On April 25, about 40 people, including representatives from five different companies, toured Professor David Ruzic’s laboratory during an Open House at the Center for Plasma Material Interactions in the Nuclear Radiation Laboratory on the Illinois campus.
Those touring the lab--where Ruzic and his group develop machines to make silicon chips for micro electronics among other plasma-related research--included faculty from across the College of Engineering as well as students, staff members, and industry sponsors. Ruzic gave a talk, and he and his students and post-doctoral research associates demonstrated the machines and explained ongoing research through several posters.

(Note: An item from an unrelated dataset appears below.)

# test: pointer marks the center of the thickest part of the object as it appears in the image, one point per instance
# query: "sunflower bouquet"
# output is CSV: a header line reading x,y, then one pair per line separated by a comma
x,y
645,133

The Open House was intended, Ruzic said, to encourage companies to sponsor plasma research or join the new National Science Foundation Center for Plasma-Aided Manufacturing. Ruzic heads that group along with scientists from the University of Michigan, the University of Virginia, and Southern Methodist University in Dallas. Organizations currently sponsoring Ruzic’s Center for Plasma-Material Interactions research include ASML, Cymer, Energetiq, Intel, Micron, Kurt J. Lesker Co., Novellus, Sematech, Semiconductor Research Corp., Starfire Industries, the U.S. Department of Energy, Ushio, Xtreme Technologies, General Electric, PPPL, the U.S. Department of the Air Force, and the National Science Foundation.

"There's more work and more opportunity then is reasonable to expect to be done under one professor's guidance," Ruzic maintained. He said several assistant professors from Electrical and Computer Engineering appeared interested in doing projects with the Center.
Ruzic said much credit for the Open House's success goes to postdoc Martin J. Neumann. "Without Marty, the Open House would never have taken place. He did it extremely professionally," Ruzic said.